Yes, past special teams play correlates with past wins. It is a big factor in explaining why a team won a certain game. But past special teams play does not correlate with future wins, at least not in any meaningful way yet found.

So if Brian was in the wild-card week explaining why your team missed out on the playoffs, he'd likely include special teams in his calculations. But sat here going into week 7, San Diego's past special teams play doesn't provide any clue (mathematically speaking) as to how they'll do against the Patriots.

Bingo.

Wow. This blog sure is getting a lot of interest lately!

It's been a great ride.

@Andy

I don't see the word flaw with as many connotations as other people, so I didn't see it as a huge negative.
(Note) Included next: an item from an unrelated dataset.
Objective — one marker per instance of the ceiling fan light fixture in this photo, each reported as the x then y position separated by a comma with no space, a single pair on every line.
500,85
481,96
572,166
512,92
It does appear to have struck a nerve though, so feel free to replace "flaw" with any of the following "design decision," "feature," "aspect," or "horrible, atrocious idea of horribleness" wherever you see fit. :)
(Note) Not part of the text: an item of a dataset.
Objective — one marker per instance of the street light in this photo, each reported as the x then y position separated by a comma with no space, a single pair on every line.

We do seem to agree that SOME special teams are likely measurable and predictable. I think the incremental improvement might be worthwhile, but I don't have the patience or ability to factor it in myself. Of course, Brian is of no compulsion to act on my wishes.

@Brian

As above, pretend I didn't use the word flaw, instead used something with less negative connotations.
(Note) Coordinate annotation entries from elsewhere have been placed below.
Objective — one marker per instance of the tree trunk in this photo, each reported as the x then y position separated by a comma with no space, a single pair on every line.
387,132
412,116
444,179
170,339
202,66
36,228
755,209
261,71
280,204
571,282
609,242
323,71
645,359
Continuing on my nitpicks though, your airplane example is pretty horrible. Modelling a system is not analogous to building an object. True, in both situations, you make tradeoffs between improvements and costs, but that's roughly where the similarities end. That isn't even very similar as the basic definitions of improvements and costs are not even the same between the types of situations.

@Chuck Winkler

Where do you see the archived predictions? I would be very interested in doing something a little more in depth in evaluating the predictions.

@Chuck Winkler

Nevermind. It looks like you went through all the old posts and compiled it yourself. I'm pretty sure I don't have the patience for that, but if you or Brian or anyone else wants to send me what you put together, preferably with moneylines, I think I could add a lot to the discussion.